Mehr Lebensqualität bei fortgeschrittenem Krebs: Innovative endoskopische Methode am Klinikum Hanau ermöglicht wieder selbstständige Nahrungsaufnahme
Hanau, 19. Februar 2026. Für Patientinnen und Patienten mit Krebs kann bereits das Essen zur Herausforderung werden. Am Klinikum Hanau haben Ärztinnen und Ärzte nun erfolgreich eine neue spezielle endoskopische Behandlung eingesetzt, die einem jungen Patienten mit fortgeschrittenem Bauchspeicheldrüsenkrebs wieder normales Essen ermöglicht. Ziel der Behandlung war es, eine vom Tumor verursachte Verengung am Magenausgang zu umgehen und dem Patienten wieder eine normale Nahrungsaufnahme zu ermöglichen. Mit der sogenannten endosonographisch (EUS) gesteuerten Gastroenterostomie konnte dem Patienten geholfen werden, ohne dass ein offener chirurgischer Eingriff notwendig war. Bei diesem endoskopisch-minimalinvasiven Verfahren wird ein spezielles Endoskop über den Mund in den Magen eingeführt. Unter gleichzeitiger Ultraschallkontrolle wird anschließend eine neue Verbindung zwischen dem Magen und einem angrenzenden Abschnitt des Dünndarms angelegt. Dadurch kann die Nahrung den durch den Tumor verengten Magenausgang umgehen und wieder ungehindert in den Darm gelangen.
„Gerade bei schwer erkrankten Patientinnen und Patienten mit begrenzter körperlicher Belastbarkeit bietet dieses Verfahren erhebliche Vorteile“, erklärt PD Dr. med. Axel Eickhoff, Chefarzt der Klinik für Gastroenterologie, Diabetologie und Infektiologie am Klinikum Hanau. „Die Methode ist schonend, vermeidet eine große Operation und ermöglicht häufig eine rasche Wiederaufnahme der oralen Ernährung sowie eine deutliche Verbesserung der Lebensqualität.“ Die EUS-gesteuerte Gastroenterostomie ist ein innovatives, schonendes Verfahren, das vor allem für Patientinnen und Patienten mit fortgeschrittenen Tumorerkrankungen mit verengtem Magenausgang infrage kommt, bei denen eine Operation mit hohen Risiken verbunden wäre.

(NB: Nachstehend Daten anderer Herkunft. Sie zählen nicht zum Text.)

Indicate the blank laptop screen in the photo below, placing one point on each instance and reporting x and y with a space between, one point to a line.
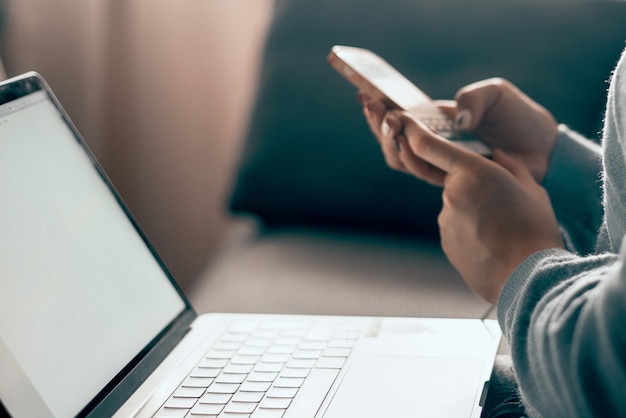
80 292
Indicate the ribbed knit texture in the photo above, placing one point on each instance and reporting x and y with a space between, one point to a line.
563 312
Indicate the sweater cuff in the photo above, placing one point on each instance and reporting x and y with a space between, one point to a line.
518 280
574 171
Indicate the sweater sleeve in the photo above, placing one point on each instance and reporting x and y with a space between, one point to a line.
562 316
574 171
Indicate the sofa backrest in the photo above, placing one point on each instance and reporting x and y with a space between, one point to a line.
309 158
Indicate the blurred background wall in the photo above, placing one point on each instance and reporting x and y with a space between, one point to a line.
161 92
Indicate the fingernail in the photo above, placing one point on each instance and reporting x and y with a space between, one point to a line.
463 119
385 128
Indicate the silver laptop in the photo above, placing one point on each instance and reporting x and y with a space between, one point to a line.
92 324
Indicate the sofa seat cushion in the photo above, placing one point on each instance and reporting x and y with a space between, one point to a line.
306 271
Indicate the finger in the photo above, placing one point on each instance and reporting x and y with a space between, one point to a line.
391 151
432 148
512 165
448 107
474 100
416 166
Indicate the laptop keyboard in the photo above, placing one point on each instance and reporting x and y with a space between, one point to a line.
265 370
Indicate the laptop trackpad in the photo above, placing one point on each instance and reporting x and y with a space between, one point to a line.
399 386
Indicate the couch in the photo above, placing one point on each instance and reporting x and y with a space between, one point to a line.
324 226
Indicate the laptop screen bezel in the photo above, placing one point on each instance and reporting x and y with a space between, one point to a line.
125 382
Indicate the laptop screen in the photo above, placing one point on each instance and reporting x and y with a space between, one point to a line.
81 294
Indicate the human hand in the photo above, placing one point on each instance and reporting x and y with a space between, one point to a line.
494 213
504 117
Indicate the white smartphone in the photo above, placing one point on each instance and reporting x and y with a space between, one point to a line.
378 79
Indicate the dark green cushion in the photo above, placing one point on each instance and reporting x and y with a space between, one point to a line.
309 158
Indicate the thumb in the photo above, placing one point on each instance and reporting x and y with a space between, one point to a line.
513 166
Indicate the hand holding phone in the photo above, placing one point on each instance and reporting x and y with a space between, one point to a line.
379 80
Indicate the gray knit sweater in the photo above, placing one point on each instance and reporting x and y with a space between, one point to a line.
564 312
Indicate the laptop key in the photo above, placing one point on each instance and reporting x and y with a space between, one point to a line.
312 393
268 413
171 413
182 403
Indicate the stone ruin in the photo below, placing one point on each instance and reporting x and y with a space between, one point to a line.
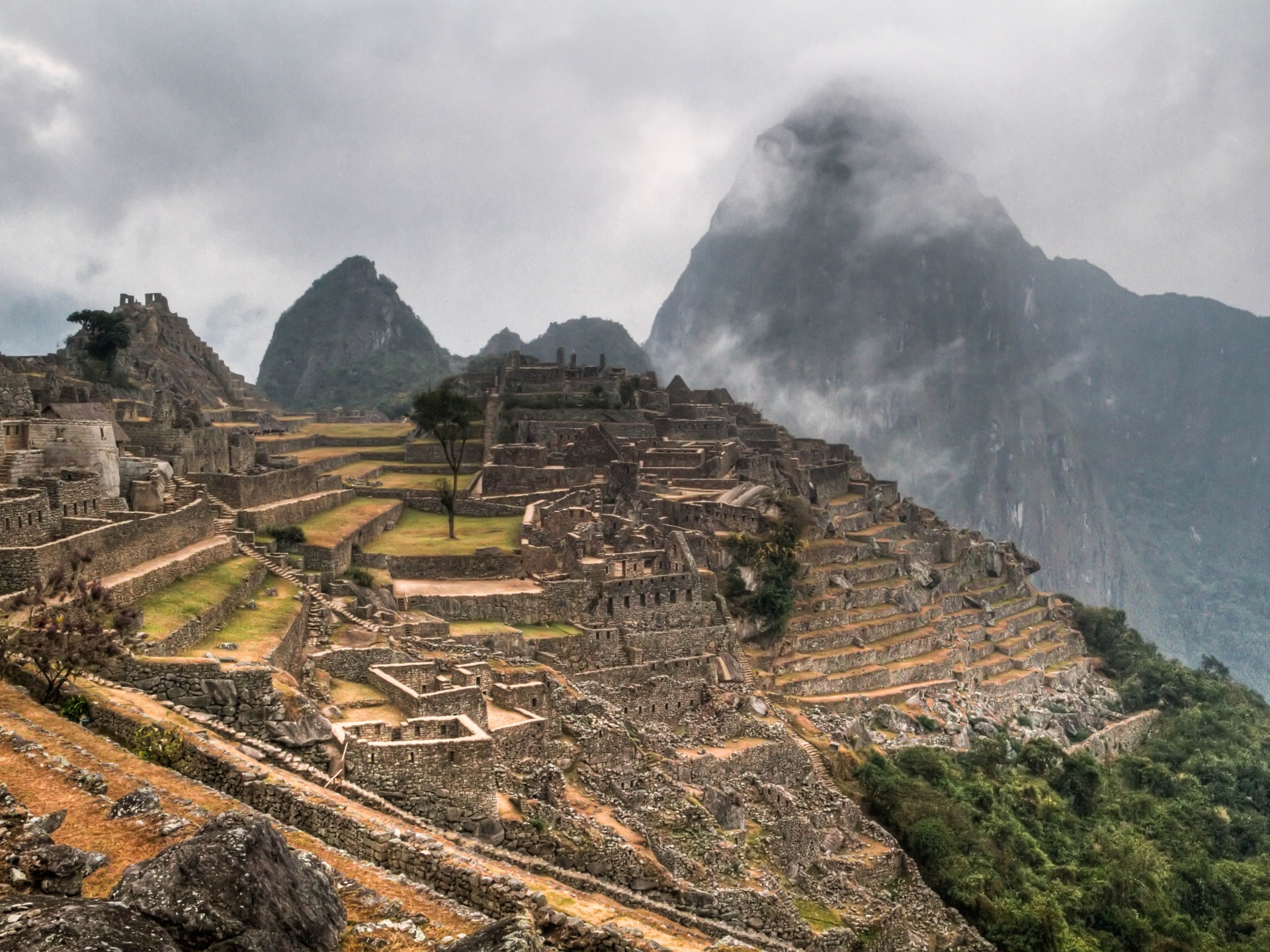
588 701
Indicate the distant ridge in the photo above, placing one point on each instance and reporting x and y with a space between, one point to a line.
349 340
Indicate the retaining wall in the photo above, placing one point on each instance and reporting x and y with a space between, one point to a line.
291 512
116 546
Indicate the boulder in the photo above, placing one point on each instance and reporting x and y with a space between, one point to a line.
515 933
309 730
727 808
139 803
237 883
55 924
59 869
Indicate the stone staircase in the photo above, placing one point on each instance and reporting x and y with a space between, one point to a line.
867 633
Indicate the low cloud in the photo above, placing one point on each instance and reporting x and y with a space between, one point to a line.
515 165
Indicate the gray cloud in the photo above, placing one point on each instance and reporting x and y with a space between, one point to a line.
513 164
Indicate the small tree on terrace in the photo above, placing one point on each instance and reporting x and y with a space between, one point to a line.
107 334
75 634
450 416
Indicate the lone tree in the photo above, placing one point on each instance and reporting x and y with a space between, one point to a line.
81 631
107 334
450 416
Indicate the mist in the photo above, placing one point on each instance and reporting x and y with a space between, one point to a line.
509 165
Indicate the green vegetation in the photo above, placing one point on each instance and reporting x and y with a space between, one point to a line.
159 746
550 630
171 607
106 335
359 430
773 560
451 418
255 631
286 535
1166 848
74 707
334 526
318 353
427 534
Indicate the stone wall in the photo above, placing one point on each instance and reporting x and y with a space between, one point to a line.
656 691
1118 738
509 480
116 546
443 768
288 654
421 452
775 762
524 742
196 629
138 587
487 565
291 512
26 517
249 492
427 703
454 875
338 557
241 695
353 663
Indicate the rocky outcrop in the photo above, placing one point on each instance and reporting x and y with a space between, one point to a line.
31 857
859 288
237 883
77 926
349 340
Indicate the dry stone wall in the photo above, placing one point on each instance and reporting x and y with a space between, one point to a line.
249 492
196 629
291 512
116 546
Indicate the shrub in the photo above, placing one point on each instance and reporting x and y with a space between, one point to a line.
74 709
159 746
287 535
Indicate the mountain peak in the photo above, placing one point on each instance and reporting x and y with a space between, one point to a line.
351 340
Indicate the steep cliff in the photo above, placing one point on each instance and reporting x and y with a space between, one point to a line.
857 287
349 340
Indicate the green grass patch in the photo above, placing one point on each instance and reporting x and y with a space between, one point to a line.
171 607
818 917
480 627
335 524
421 480
429 534
552 630
254 631
359 430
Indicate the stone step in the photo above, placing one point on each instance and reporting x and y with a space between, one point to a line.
990 666
897 648
867 631
931 666
829 550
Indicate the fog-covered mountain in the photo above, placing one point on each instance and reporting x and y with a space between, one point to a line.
349 340
855 286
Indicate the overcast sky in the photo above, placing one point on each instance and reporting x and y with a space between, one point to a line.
520 163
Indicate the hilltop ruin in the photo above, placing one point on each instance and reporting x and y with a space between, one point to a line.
566 690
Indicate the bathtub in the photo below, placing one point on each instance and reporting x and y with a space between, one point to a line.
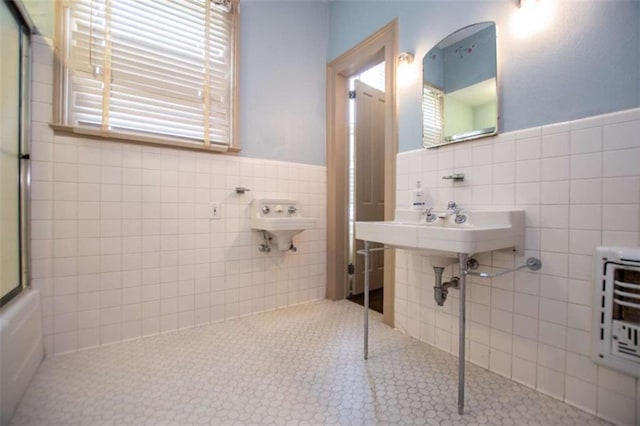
21 349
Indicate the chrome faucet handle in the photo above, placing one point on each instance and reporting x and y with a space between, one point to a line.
429 215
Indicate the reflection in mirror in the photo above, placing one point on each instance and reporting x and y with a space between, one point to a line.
459 95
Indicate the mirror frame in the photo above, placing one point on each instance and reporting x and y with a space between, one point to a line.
474 134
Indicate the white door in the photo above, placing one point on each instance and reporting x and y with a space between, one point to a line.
369 176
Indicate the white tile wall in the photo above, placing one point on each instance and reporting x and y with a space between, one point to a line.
579 183
123 246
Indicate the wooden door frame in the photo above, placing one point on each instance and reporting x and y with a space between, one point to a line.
380 46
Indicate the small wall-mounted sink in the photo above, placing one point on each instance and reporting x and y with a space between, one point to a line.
483 230
281 219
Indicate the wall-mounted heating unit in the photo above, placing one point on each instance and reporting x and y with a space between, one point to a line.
616 310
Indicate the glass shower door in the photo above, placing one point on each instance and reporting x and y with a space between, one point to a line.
13 47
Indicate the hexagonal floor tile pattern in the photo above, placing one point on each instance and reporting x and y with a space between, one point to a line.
300 365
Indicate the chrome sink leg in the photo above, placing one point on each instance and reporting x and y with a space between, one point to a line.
462 258
366 299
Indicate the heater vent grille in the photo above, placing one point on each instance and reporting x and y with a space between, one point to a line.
616 316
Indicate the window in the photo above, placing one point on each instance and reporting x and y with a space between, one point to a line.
432 115
15 45
156 71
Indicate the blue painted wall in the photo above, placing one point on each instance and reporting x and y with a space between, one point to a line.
282 80
587 62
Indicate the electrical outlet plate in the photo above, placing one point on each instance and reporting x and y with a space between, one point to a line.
214 210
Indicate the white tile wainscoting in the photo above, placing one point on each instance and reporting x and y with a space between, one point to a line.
122 241
579 183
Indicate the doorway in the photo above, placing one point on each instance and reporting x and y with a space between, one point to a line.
366 178
379 47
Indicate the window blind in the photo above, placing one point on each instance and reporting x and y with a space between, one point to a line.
432 107
156 68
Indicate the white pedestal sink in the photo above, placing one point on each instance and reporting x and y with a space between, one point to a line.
484 230
448 238
281 219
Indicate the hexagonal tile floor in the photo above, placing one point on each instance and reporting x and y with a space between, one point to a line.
301 365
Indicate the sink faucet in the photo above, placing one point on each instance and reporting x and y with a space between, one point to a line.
430 217
454 209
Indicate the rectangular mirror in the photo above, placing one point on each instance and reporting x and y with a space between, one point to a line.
460 87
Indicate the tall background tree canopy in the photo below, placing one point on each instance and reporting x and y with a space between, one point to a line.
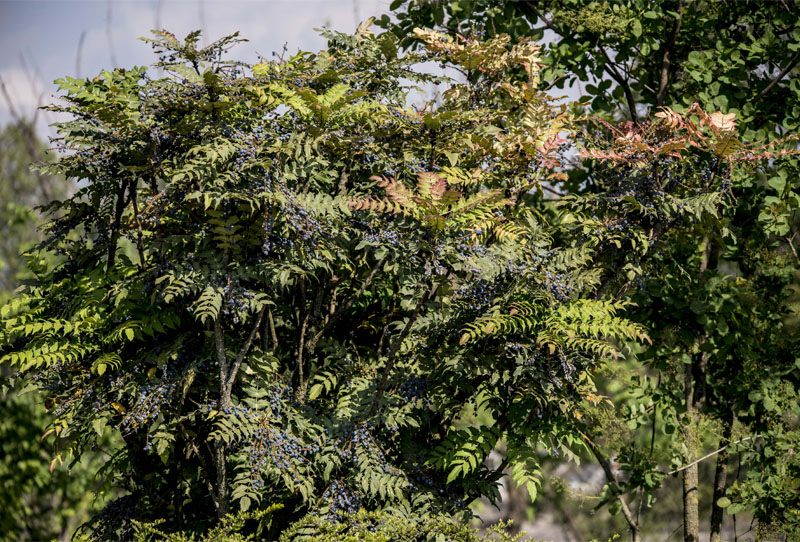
281 289
722 303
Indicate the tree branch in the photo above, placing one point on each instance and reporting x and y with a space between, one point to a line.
611 69
715 452
345 307
665 59
395 348
792 63
605 464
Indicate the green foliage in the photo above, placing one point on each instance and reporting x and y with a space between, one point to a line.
382 527
719 296
280 284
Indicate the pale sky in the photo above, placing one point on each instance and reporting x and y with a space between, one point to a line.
40 39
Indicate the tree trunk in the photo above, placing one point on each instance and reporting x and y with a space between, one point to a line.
691 521
721 478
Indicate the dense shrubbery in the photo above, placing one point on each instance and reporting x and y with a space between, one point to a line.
280 284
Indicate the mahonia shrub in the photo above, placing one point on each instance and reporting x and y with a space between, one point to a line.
281 284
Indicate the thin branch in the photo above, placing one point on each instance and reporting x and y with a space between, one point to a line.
611 69
79 53
345 307
245 349
222 359
612 480
395 348
792 63
715 452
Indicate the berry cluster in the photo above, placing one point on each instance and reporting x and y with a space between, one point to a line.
148 405
340 500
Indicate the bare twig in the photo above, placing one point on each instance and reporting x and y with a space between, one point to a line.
715 452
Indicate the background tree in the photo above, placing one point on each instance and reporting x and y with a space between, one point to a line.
281 285
39 503
633 57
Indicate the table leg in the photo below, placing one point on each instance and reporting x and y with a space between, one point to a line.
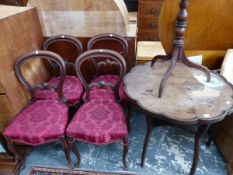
4 144
149 123
201 130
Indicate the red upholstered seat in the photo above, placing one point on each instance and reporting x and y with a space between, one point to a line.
41 122
98 122
72 90
109 79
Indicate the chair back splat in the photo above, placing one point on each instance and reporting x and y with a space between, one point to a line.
109 41
33 88
107 58
53 42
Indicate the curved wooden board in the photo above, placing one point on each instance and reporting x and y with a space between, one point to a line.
187 97
82 18
209 27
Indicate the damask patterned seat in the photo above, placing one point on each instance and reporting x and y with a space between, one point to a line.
98 122
73 89
101 119
42 121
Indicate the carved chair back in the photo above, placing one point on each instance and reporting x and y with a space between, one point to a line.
46 55
110 41
104 59
70 43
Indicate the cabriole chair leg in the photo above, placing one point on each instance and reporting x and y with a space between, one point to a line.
74 149
125 151
129 115
11 147
66 149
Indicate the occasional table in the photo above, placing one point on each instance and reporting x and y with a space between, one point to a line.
188 99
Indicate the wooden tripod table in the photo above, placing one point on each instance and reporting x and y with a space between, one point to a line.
188 99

Inzwischen wurde dieses überzeugende Verfahren bei mehreren Patienten erfolgreich angewendet. Dies unterstreicht den Anspruch des Klinikums Hanau, innovative Therapien frühzeitig einzusetzen und Patientinnen und Patienten im Rahmen der palliativen Versorgung moderne und individuell abgestimmte Behandlungsoptionen zu bieten.
„Unser Ziel ist es, Patientinnen und Patienten auch in schwierigen Lebensphasen bestmögliche Lebensqualität zu ermöglichen. Dass wir solche innovativen Verfahren hier vor Ort anbieten können, unterstreicht den hohen medizinischen Anspruch unseres Hauses“, betont Stefan Gröger, Geschäftsführer des Klinikums Hanau.
Über die Klinik für Gastroenterologie, Diabetologie und Infektiologie
Die Klinik für Gastroenterologie, Diabetologie und Infektiologie am Klinikum Hanau bietet ein umfassendes und qualitativ hochwertiges Diagnose- und Behandlungsspektrum auf universitärem Niveau mit Leuchtturmcharakter für die Region. Behandelt werden Patienten mit allgemein-internistischen Erkrankungen, besonders des Magen-Darm-Traktes (Gastroenterologie), der Leber (Hepatologie) und des Stoffwechsels, einschließlich Diabetes mellitus, sowie mit Infektionen. Die Krankenkassen haben die Klinik auf ihrer Weißen Liste als Referenzzentrum zur Behandlung von Zenker-Divertikeln und Achalasie, einer Erkrankung des unteren Speiseröhrenschließmuskels, ausgewiesen.